Estimated row size in bytes is an important factor used by the SQL Server optimizer to estimate query cost, and I’ve found an anomaly in the estimated costing algorithm for the Sort operator, as well as in the actual cost of sorting long data.The estimated cost of a Sort seems to take a giant jump when the estimated row size exceeds 4000 bytes, but that jump in estimated cost doesn’t correspond to any jump in actual cost.

It’s important to note that the jump does not depend on the length of the sort key, but only on the length of the row data being carried along. The cost estimate for sorting a estimated-to-be-long row on a short key is much greater than for sorting an estimated-to-be-medium-length row on the same short key.  

Look at the estimated plan for this batch:

select top 5 replicate(LastName,50)
from AdventureWorks.Person.Contact order by reverse(EmailAddress)
select top 5 replicate(LastName,100)
from AdventureWorks.Person.Contact order by reverse(EmailAddress)

The same plan is used for each query:

Scan clustered index
Compute replicate() and reverse()
Sort/Top N on reverse() result
Return results

There is a huge difference in the estimated cost of the Sort operator:

First query Sort operator
Estimated cost: 1.320954
Estimated row size: 2563
Second query Sort operator
Estimated cost: 226.219608
Estimated row size: 4063

The jump from 1.3 to 226.2 occurs when the estimated row size exceeds 4000 bytes, and I still see the same jump when I change the 50 and 100 to 78 and 79.
If I time these queries (I put in the TOP specification only so the output to the client doesn’t dominate the timing), there is no sudden jump when the row gets to any particular size. However, in a more complex query, the goofy cost estimate for the long rows could really mess up the optimizer and cause real differences in run time by causing bad plans to be chosen.

I looked a little further to try to discover any anomalies in the actual cost of sorting based on key length, and I did find something interesting. Sorting data of type nvarchar(max) is much slower than sorting identical data of type nvarchar(not max), even if the data is the same size, but the optimizer does not seem to know this. In addition, the optimizer gives the same row size estimates for a replicate() result on nvarchar(max) regardless of the number of replications. This latter issue might make sense for (max) values in a table, where the row only contains a pointer and part of the data, but I don’t know if it makes sense here, where the (max) data is computed.

Consider this repro:

set statistics time on
dbcc dropcleanbuffers
dbcc freeproccache
go
select top 5 replicate(LastName,50)
from AdventureWorks.Person.Contact order by reverse(EmailAddress)
go
dbcc dropcleanbuffers
dbcc freeproccache
goselect top 5 replicate(LastName,150)
from AdventureWorks.Person.Contact order by reverse(EmailAddress)
go
dbcc dropcleanbuffers
dbcc freeproccache
go
select top 5 replicate(cast(LastName as nvarchar(max)),50)
from AdventureWorks.Person.Contact order by reverse(EmailAddress)
go
dbcc dropcleanbuffers
dbcc freeproccache
go
select top 5 replicate(cast(LastName as nvarchar(max)),150)
from AdventureWorks.Person.Contact order by reverse(EmailAddress)
go

The estimated row size is different for queries 1 and 2, and the 4000-byte row size threshold results in the same disparate cost estimates as before.
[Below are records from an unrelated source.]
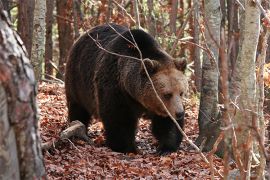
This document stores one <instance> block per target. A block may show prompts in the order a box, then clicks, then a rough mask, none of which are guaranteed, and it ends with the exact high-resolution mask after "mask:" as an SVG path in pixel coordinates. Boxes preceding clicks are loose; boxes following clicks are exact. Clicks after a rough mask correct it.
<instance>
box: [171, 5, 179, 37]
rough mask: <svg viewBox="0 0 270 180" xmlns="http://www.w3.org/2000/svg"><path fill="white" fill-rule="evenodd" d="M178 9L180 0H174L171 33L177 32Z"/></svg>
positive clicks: (171, 25)
mask: <svg viewBox="0 0 270 180" xmlns="http://www.w3.org/2000/svg"><path fill="white" fill-rule="evenodd" d="M177 9H178V0H172V5H171V13H170V29H171V34H176V18H177Z"/></svg>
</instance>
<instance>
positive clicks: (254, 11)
mask: <svg viewBox="0 0 270 180" xmlns="http://www.w3.org/2000/svg"><path fill="white" fill-rule="evenodd" d="M241 3H242V4H243V5H244V6H245V11H244V12H242V13H241V17H240V22H241V29H240V30H241V31H240V44H241V47H240V51H239V55H238V57H237V61H236V64H235V71H234V72H233V74H232V79H231V86H230V96H231V101H232V102H234V104H235V105H236V106H237V107H232V108H233V109H231V117H232V119H233V123H234V126H235V133H236V141H237V142H235V143H236V148H235V149H234V155H235V156H236V157H235V158H236V161H237V160H238V161H241V162H242V167H241V166H240V165H238V166H240V167H239V168H240V174H241V178H242V179H249V178H250V168H251V159H252V157H251V155H252V154H251V153H252V144H253V137H252V136H253V135H252V132H251V128H250V127H252V121H253V120H254V119H253V118H254V114H256V113H257V105H258V104H257V101H256V76H255V67H256V66H255V61H256V52H257V44H258V39H259V32H260V11H259V9H258V7H257V6H256V4H255V3H251V2H250V1H249V0H242V1H241ZM235 150H237V151H239V152H241V153H240V154H239V155H237V153H236V152H235Z"/></svg>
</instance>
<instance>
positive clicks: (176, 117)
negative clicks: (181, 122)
mask: <svg viewBox="0 0 270 180" xmlns="http://www.w3.org/2000/svg"><path fill="white" fill-rule="evenodd" d="M184 116H185V112H184V111H182V112H178V113H176V114H175V117H176V119H177V120H178V119H183V118H184Z"/></svg>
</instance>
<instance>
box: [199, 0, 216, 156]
mask: <svg viewBox="0 0 270 180" xmlns="http://www.w3.org/2000/svg"><path fill="white" fill-rule="evenodd" d="M204 7H205V29H206V32H205V37H206V43H207V46H208V47H209V50H210V51H211V52H212V55H213V57H214V58H215V59H210V58H209V56H208V54H207V53H206V52H204V53H203V63H202V86H201V99H200V109H199V117H198V122H199V136H198V138H197V139H196V144H197V145H201V144H202V143H204V146H203V151H210V150H211V149H212V146H213V144H214V143H215V141H216V139H217V137H218V136H219V133H220V128H219V127H220V121H219V119H218V113H219V112H218V107H217V105H218V62H217V60H218V57H219V46H220V23H221V12H220V2H219V1H216V0H205V1H204Z"/></svg>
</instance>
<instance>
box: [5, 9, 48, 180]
mask: <svg viewBox="0 0 270 180" xmlns="http://www.w3.org/2000/svg"><path fill="white" fill-rule="evenodd" d="M0 13H1V16H0V39H1V41H0V82H1V83H0V102H1V103H0V144H1V146H0V179H3V180H9V179H14V180H17V179H39V178H41V177H42V176H43V175H45V169H44V165H43V160H42V159H43V158H42V153H41V149H40V137H39V135H38V115H37V105H36V93H37V92H36V81H35V77H34V73H33V70H32V68H31V64H30V63H29V60H28V58H27V56H26V52H25V51H24V49H25V48H24V47H23V45H22V44H21V42H22V41H21V39H20V38H19V36H18V35H17V34H16V33H15V32H14V31H12V30H11V28H10V26H9V25H8V23H7V19H6V17H5V15H4V13H3V12H2V11H1V12H0Z"/></svg>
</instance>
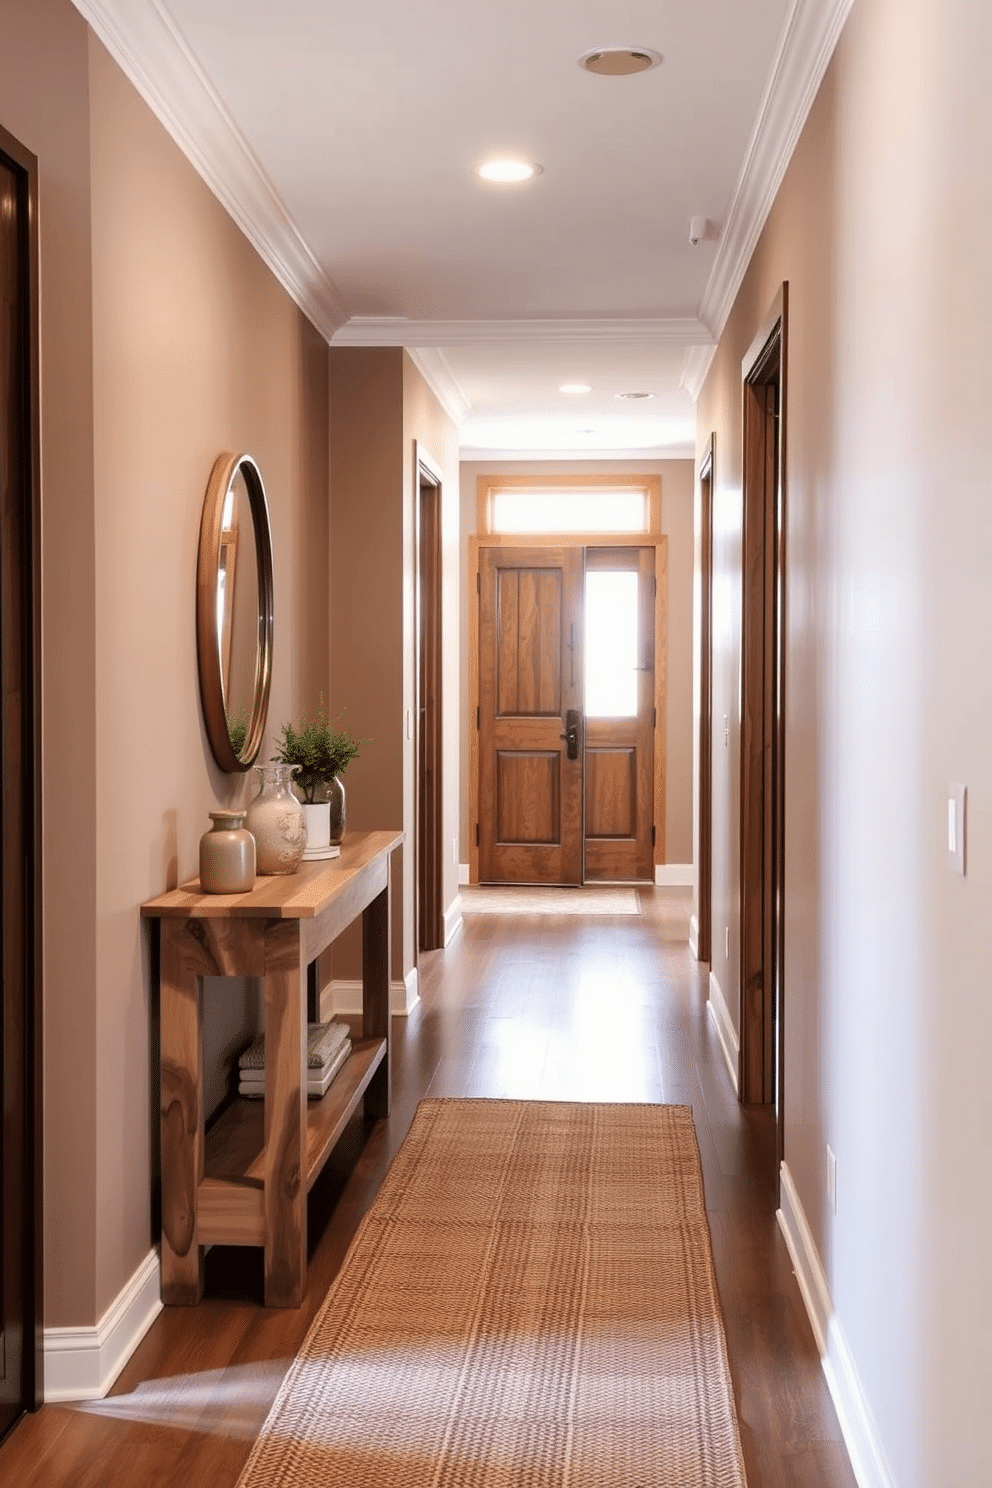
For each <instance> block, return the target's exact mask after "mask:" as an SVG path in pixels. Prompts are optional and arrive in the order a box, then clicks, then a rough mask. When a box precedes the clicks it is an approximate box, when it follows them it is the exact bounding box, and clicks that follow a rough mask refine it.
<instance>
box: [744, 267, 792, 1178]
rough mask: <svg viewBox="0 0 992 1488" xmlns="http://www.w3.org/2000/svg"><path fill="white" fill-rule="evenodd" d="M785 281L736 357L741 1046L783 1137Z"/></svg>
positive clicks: (786, 351) (784, 524)
mask: <svg viewBox="0 0 992 1488" xmlns="http://www.w3.org/2000/svg"><path fill="white" fill-rule="evenodd" d="M787 326H788V286H787V284H784V286H782V290H781V295H779V296H776V302H775V305H773V308H772V312H770V315H769V317H767V320H766V324H764V327H763V329H761V332H759V335H757V336H756V339H754V342H753V345H751V348H750V351H748V354H747V357H745V359H744V366H742V376H744V530H742V635H741V1051H739V1091H741V1100H742V1101H744V1103H763V1104H773V1106H775V1110H776V1128H778V1146H779V1155H782V1140H784V1135H782V1134H784V1117H782V1112H784V985H782V966H784V896H785V857H784V808H785V786H784V771H785V732H784V731H785V707H784V687H785V638H784V618H785V390H787V379H785V371H787Z"/></svg>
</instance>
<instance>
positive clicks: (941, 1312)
mask: <svg viewBox="0 0 992 1488" xmlns="http://www.w3.org/2000/svg"><path fill="white" fill-rule="evenodd" d="M991 52H992V10H991V9H989V6H988V4H986V3H985V0H959V3H956V4H955V6H947V4H946V3H941V0H857V3H855V6H854V9H852V12H851V16H849V19H848V24H846V28H845V33H843V36H842V39H840V43H839V48H837V52H836V55H834V60H833V62H831V67H830V70H828V73H827V77H825V80H824V85H822V88H821V91H819V97H818V98H817V103H815V106H814V110H812V113H811V118H809V122H808V125H806V128H805V132H803V135H802V138H800V143H799V147H797V150H796V153H794V158H793V162H791V165H790V170H788V173H787V177H785V180H784V185H782V189H781V192H779V195H778V199H776V202H775V207H773V210H772V214H770V217H769V222H767V225H766V229H764V232H763V235H761V240H760V243H759V246H757V250H756V254H754V259H753V262H751V266H750V269H748V274H747V277H745V281H744V284H742V289H741V293H739V296H738V302H736V305H735V310H733V312H732V317H730V321H729V324H727V327H726V332H724V335H723V338H721V341H720V348H718V353H717V357H715V360H714V365H712V369H711V372H709V376H708V381H706V384H705V388H703V393H702V397H700V400H699V424H698V436H699V448H700V451H702V445H703V442H705V439H706V437H708V434H709V432H711V430H712V432H715V436H717V458H715V522H714V534H715V591H714V601H715V667H714V714H715V722H717V728H715V731H714V732H715V748H714V973H715V976H717V979H718V982H720V985H721V987H723V990H724V992H726V994H727V1000H729V1001H730V1003H732V1004H735V1001H736V987H738V908H736V906H738V873H736V854H738V844H736V818H738V805H739V802H738V760H739V692H738V686H739V606H741V583H739V559H741V359H742V356H744V353H745V351H747V347H748V342H750V341H751V338H753V335H754V333H756V330H757V329H759V324H760V323H761V320H763V315H764V312H766V310H767V307H769V305H770V302H772V298H773V295H775V292H776V289H778V286H779V284H781V283H782V280H788V286H790V353H788V356H790V365H788V461H787V475H788V498H787V500H788V539H787V540H788V567H787V585H788V591H787V592H788V598H787V759H785V790H787V801H785V833H787V845H785V963H784V975H785V994H784V1016H785V1161H787V1165H788V1170H790V1173H791V1176H793V1178H794V1183H796V1187H797V1190H799V1195H800V1199H802V1204H803V1208H805V1211H806V1217H808V1220H809V1225H811V1229H812V1237H814V1241H815V1245H817V1250H818V1253H819V1256H821V1257H822V1263H824V1268H825V1275H827V1281H828V1286H830V1292H831V1296H833V1302H834V1308H836V1318H834V1324H836V1326H837V1327H839V1330H840V1333H842V1335H843V1336H845V1338H846V1344H848V1347H849V1351H851V1357H852V1363H854V1367H855V1370H857V1375H858V1376H860V1381H861V1384H863V1387H864V1393H866V1396H867V1403H869V1409H870V1412H872V1415H873V1418H875V1423H876V1426H877V1431H879V1437H880V1443H882V1449H883V1454H885V1457H886V1458H888V1467H889V1472H891V1481H892V1482H894V1484H898V1485H900V1488H933V1485H935V1484H940V1488H974V1485H976V1484H980V1482H991V1481H992V1437H991V1436H989V1431H988V1428H986V1415H988V1400H989V1396H991V1394H992V1353H991V1351H989V1347H988V1344H989V1335H991V1332H992V1290H991V1289H989V1283H988V1254H989V1250H991V1248H992V1192H991V1189H989V1184H988V1181H986V1173H988V1159H989V1112H991V1106H989V1098H988V1068H986V1065H988V1058H986V1049H985V1039H983V1031H985V1025H986V1019H988V1000H989V985H991V984H989V952H988V917H989V903H991V902H992V854H991V853H989V841H991V836H992V787H991V784H989V778H991V777H989V737H991V734H992V670H991V667H989V622H988V610H989V603H988V601H989V573H992V515H991V512H992V507H991V503H989V491H988V473H986V470H988V443H989V414H988V388H989V373H991V371H992V366H991V363H992V354H991V348H992V315H991V312H989V295H988V266H989V262H992V193H991V192H989V159H991V158H992V98H991V95H989V88H988V58H989V55H991ZM724 713H727V716H729V719H730V723H732V737H730V748H729V750H724V747H723V740H721V731H720V723H721V716H723V714H724ZM950 781H962V783H965V784H967V786H968V872H967V878H961V876H958V875H955V873H953V872H952V870H950V869H949V863H947V790H949V784H950ZM724 924H729V926H730V930H732V955H730V960H729V963H727V960H726V958H724V957H723V927H724ZM827 1143H830V1146H831V1147H833V1150H834V1152H836V1156H837V1211H836V1216H834V1214H833V1213H831V1211H830V1208H828V1205H827V1196H825V1146H827ZM837 1336H839V1335H837ZM834 1347H836V1338H834ZM870 1481H873V1482H875V1481H880V1479H875V1478H872V1479H870Z"/></svg>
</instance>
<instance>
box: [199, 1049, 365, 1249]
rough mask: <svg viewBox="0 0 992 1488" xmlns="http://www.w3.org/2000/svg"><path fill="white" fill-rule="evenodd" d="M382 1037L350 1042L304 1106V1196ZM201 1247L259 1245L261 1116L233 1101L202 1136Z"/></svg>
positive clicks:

However, the estimated row size for queries 3 and 4 are the same. Furthermore, sorting the data as nvarchar(max) takes much longer. The actual CPU times of the four queries are as follows:

47 ms
110 ms
1109 ms
2672 ms

So sorting identical data as nvarchar(max) instead of as nvarchar takes 20 times as long, but the optimizer does not know this. Why (to both parts)?

This isn’t something I’ve seen in production or mentioned in the newsgroups, but as the max and xml types gain more use, I won’t be surprised to see consequences both of the bad costing and the slow sorting of computed (max) data.